On the use and abuse of Technology and its Management from the perspective of an academic at UCL specialising in Project Management, Systems Engineering and Space Science/Technology.

Tuesday, July 20, 2010

Issues and Risks : philosophy of Present and Future

In Project Management, the concept of a Risk is fairly well established.

"An event, which, if it occurs, will have an effect on the Project's Objectives".

So if it's a harmful future event, we would note its likelihood, impact, and causes, and seek to manage it. By doing so, we reach into the future and handle it so that it does not impact the present in a way we would not wish.

Whereas an Issue is defined, at least in the APMP syllabus (PRINCE2 and PMI may differ on this definition) as
"a threat to the project objectives that cannot be resolved by the project manager. ... issues have already occurred and are therefore not uncertain".

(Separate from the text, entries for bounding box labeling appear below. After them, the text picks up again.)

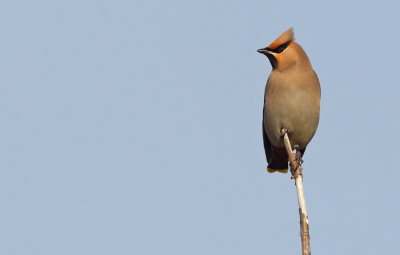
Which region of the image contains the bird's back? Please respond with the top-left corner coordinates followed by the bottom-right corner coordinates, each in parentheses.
top-left (264, 68), bottom-right (321, 148)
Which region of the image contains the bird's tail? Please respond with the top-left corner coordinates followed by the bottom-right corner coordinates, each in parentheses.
top-left (267, 167), bottom-right (288, 174)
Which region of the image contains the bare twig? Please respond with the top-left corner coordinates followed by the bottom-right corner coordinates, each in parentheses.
top-left (281, 129), bottom-right (311, 255)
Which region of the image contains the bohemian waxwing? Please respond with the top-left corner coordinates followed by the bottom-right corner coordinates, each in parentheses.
top-left (258, 28), bottom-right (321, 173)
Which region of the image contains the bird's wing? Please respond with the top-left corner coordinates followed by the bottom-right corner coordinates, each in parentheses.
top-left (262, 107), bottom-right (272, 163)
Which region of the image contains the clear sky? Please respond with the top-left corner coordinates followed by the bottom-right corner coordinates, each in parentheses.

APM Body of Knowledge, 5th Edition.

In teaching this, we fall into a sideline. Students ask: what about future events that are nearly certain. Aren't they also Issues? or Risks with very high probability? or just issues? Since escalation at the proper time is a key result of the Issue Management process, we should have a clear answer. We can reply by saying that the cause of the event was in the past, whereas the manifestation of the problem could be in the future. That satisfies some people, but not entirely. Then I saw this:


"Modern Western culture has absorbed the threefold Greco-Roman concept of time as "past" (that which has gone before), "present" (that which is), and "future" (that which will be). It is easy to associate these concepts with the three Norns Urdhr, Verdhandi, and Skuld. It is also incorrect. The Germanic time-sense is not threefold, but twofold: time is divided into "that-which-is," a concept encompassing everything that has ever happened - not as a linear progression, but as a unity of interwoven layers; and, "that-which-is-becoming," the active changing of the present as it grows from the patterns set in that-which-is. That-which-is is the Germanic "world," a word literally cognate to the Norse ver-├Âld, "age of a man." One will notice that even in modern English, there is no true future tense; the future can only be formed through the use of modal auxiliaries. For the Teutonic mind, all that has been is still immediate and alive; the present only exists as it has been shaped by the great mass of what is, and the future only as the patterns of that which is becoming now should shape in turn."
- By Kveldulf Gundarsson, Tuetonic Magic, p. 24.

Seen in Cloud Hands, Mike Garofolo's blog about TaiJi.


I can see the same dichotomy of viewing the future/potential in the way Risks ("that which is becoming") and Issues ("that which is") are treated. To put them in the Graeco-Roman mould of Future and Present seems to create difficulties which are avoided, to my mind, if we instead follow the Teutonic pattern. Ja?